Sautéed Chicken Breast with Dijon Mustard and Thyme Pan Sauce
Tender chicken breasts seared and finished in a savory Dijon mustard and fresh thyme pan sauce, perfect for a quick yet elegant dinner. This french-inspired chicken ready in about 25 minutes blends salt, black pepper, olive oil into a versatile sauce that lifts everything from grain bowls and roasted vegetables to grilled proteins — a small-batch staple worth keeping in the fridge. Each serving lands at about 350 calories and feeds 2, so a small batch covers several meals across the week without taking over the fridge. Tap "Plan a meal with the AI" below to drop this recipe into your week and send the ingredients straight to Instacart. Nutrition values are approximate, calculated from USDA FoodData Central (fdc.nal.usda.gov) — verify against ingredient labels for any health-driven dietary plan.
Ingredients
- 2 pieces (6 oz each) boneless skinless chicken breasts
- 1 tsp salt
- 1/2 tsp black pepper
- 2 tbsp olive oil
- 2 tbsp unsalted butter
- 1 tbsp leaves fresh thyme
- 2 tbsp Dijon mustard
- 1/2 cup chicken broth
- 2 cloves, minced garlic cloves
Instructions
- Step 1: Pat 2 boneless skinless chicken breasts dry and season both sides with 1 tsp salt and 1/2 tsp black pepper.

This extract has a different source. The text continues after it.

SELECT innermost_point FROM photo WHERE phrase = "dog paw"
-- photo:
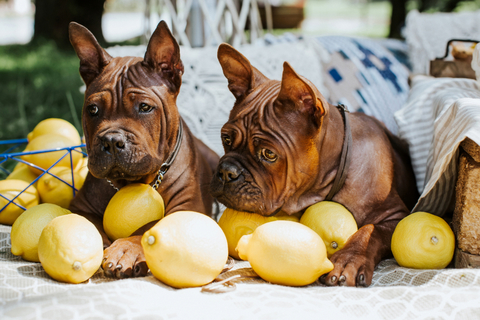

- Step 2: Heat 2 tbsp olive oil in a large skillet over medium-high heat until shimmering. Add chicken breasts and sear for 5 minutes without moving until golden brown on one side.
- Step 3: Flip chicken and add 2 tbsp unsalted butter along with 2 minced garlic cloves and 1 tbsp fresh thyme leaves. Spoon melted butter over chicken as it cooks for another 5 minutes until cooked through and internal temperature reaches 165°F.
- Step 4: Remove chicken to a plate and keep warm. Into the same skillet, add 1/2 cup chicken broth and 2 tbsp Dijon mustard, stirring and scraping browned bits from the bottom. Simmer for 3 minutes until the sauce thickens and coats the back of a spoon.
- Step 5: Return chicken to the skillet and spoon sauce over the breasts for 1 minute to reheat and glaze before serving.
Equipment for this recipe
Top-rated tools to make this recipe successfully.
Frequently asked questions
How long does Sautéed Chicken Breast with Dijon Mustard and Thyme Pan Sauce take to make?
Total time is about 25 minutes (10 min prep + 15 min cook). A small batch typically covers several meals in the week — store as the recipe directs.
How do I store leftover Sautéed Chicken Breast with Dijon Mustard and Thyme Pan Sauce?
Transfer to an airtight jar and refrigerate for up to 5–7 days. Most sauces freeze well for up to 2 months — portion into small containers or freezer bags so you can thaw only what you need. Stir before serving; cream- or yogurt-based sauces may separate on standing.
Can I substitute ingredients in Sautéed Chicken Breast with Dijon Mustard and Thyme Pan Sauce?
Yes — most ingredients in this recipe have flexible swaps. For oil, use any neutral high-smoke-point oil (avocado, grapeseed, refined coconut). For aromatics, dried herbs at ⅓ the volume of fresh work in a pinch. The full ingredient list is shoppable on Instacart so you can see substitutes in real time.
How do I scale Sautéed Chicken Breast with Dijon Mustard and Thyme Pan Sauce for a different number of people?
The recipe is written for 2 servings. Multiply each ingredient by (your serving target / 2). Cook time stays roughly the same up to 2x; for 3-4x batches, switch from a skillet to a sheet pan or stockpot so the food isn't crowded — overcrowding steams instead of browns.
What goes well with Sautéed Chicken Breast with Dijon Mustard and Thyme Pan Sauce?
French chicken like this pair well with a simple grain (rice, couscous, or crusty bread), a quick salad with acid (lemon vinaigrette, pickled onions), and a pan sauce or yogurt-based dip. Tap "Plan a meal with the AI" to get specific side suggestions.